The seven Colonels chose Col. William Campbell to act as overall commander. The Overmountain Men moved south in search of Major Patrick Ferguson. From the Rebel spy Joseph Kerr, they learned that Ferguson was thirty miles to the north, camped at Kings Mountain. It is said that Isaac Shelby was especially delighted to learn that Ferguson was quoted as saying, “He was on King’s Mountain, that he was King of that mountain and that God Almighty and all the Rebels of Hell could not drive him from it.” Shelby was very familiar with the Kings Mountain region and knew that it could prove to be an almost impossible position to defend.

The Colonels wanted to catch up with Ferguson before he reached Charlotte and Lt. General Charles Cornwallis’ protection, so they chose 900 of the best men and quickly made their way north.

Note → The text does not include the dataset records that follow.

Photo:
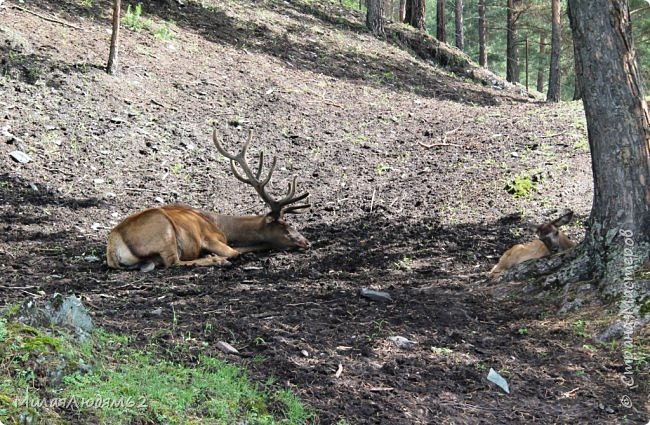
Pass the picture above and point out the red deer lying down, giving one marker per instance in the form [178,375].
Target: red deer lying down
[177,235]
[550,240]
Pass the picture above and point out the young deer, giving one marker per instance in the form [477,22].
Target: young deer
[551,240]
[178,235]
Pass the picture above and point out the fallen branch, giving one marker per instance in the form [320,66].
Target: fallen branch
[46,18]
[443,142]
[439,144]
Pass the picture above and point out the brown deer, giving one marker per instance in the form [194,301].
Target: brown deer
[176,235]
[551,240]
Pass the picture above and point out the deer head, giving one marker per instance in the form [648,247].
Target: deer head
[550,235]
[551,240]
[274,231]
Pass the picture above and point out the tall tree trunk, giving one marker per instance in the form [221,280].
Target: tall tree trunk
[441,34]
[375,17]
[482,34]
[111,67]
[512,50]
[541,68]
[460,30]
[618,236]
[553,94]
[577,89]
[415,13]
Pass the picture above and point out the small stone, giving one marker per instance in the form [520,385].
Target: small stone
[20,156]
[375,295]
[226,348]
[403,343]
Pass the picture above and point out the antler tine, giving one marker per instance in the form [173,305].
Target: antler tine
[251,178]
[291,199]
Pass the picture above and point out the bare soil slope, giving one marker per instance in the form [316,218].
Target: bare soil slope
[348,114]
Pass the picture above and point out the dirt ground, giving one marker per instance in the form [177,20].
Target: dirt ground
[348,114]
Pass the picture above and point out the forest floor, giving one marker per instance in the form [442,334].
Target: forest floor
[348,115]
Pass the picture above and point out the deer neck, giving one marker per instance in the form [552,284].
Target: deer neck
[241,231]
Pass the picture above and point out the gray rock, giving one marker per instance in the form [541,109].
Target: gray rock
[20,156]
[59,311]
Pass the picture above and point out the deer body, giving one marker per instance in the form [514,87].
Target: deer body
[551,240]
[178,235]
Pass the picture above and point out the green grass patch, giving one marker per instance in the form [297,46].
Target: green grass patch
[106,380]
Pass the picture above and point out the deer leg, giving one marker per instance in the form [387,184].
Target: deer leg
[212,260]
[215,245]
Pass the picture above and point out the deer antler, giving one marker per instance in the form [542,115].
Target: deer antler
[278,207]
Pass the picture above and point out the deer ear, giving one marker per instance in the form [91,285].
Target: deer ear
[565,219]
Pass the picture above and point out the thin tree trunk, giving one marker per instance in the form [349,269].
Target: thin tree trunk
[553,94]
[375,17]
[460,30]
[577,89]
[402,11]
[111,67]
[512,50]
[541,68]
[482,34]
[618,237]
[441,34]
[415,13]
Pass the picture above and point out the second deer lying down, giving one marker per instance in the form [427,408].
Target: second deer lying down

The combined force of Overmountain Men arrived at Kings Mountain the afternoon of October 7, 1780.

Having little insight into the methods and philosophies of warfare of the southern frontiersmen, Ferguson had chosen the position feeling no enemy could fire upon him without showing themselves. The Patriot force decided to surround the mountain and use continuous fire to slowly close in like an unavoidable noose.

The Battle:

When the Whig patriots came near the mountain they halted, dismounted, fastened their loose baggage to their saddles, tied their horses and left them under charge of a few men detailed for the purpose, and then prepared for an immediate attack. . . . The army was divided into two wings. The right center and right flank columns, numbering together 440, were under the direction of Colonel Cleveland.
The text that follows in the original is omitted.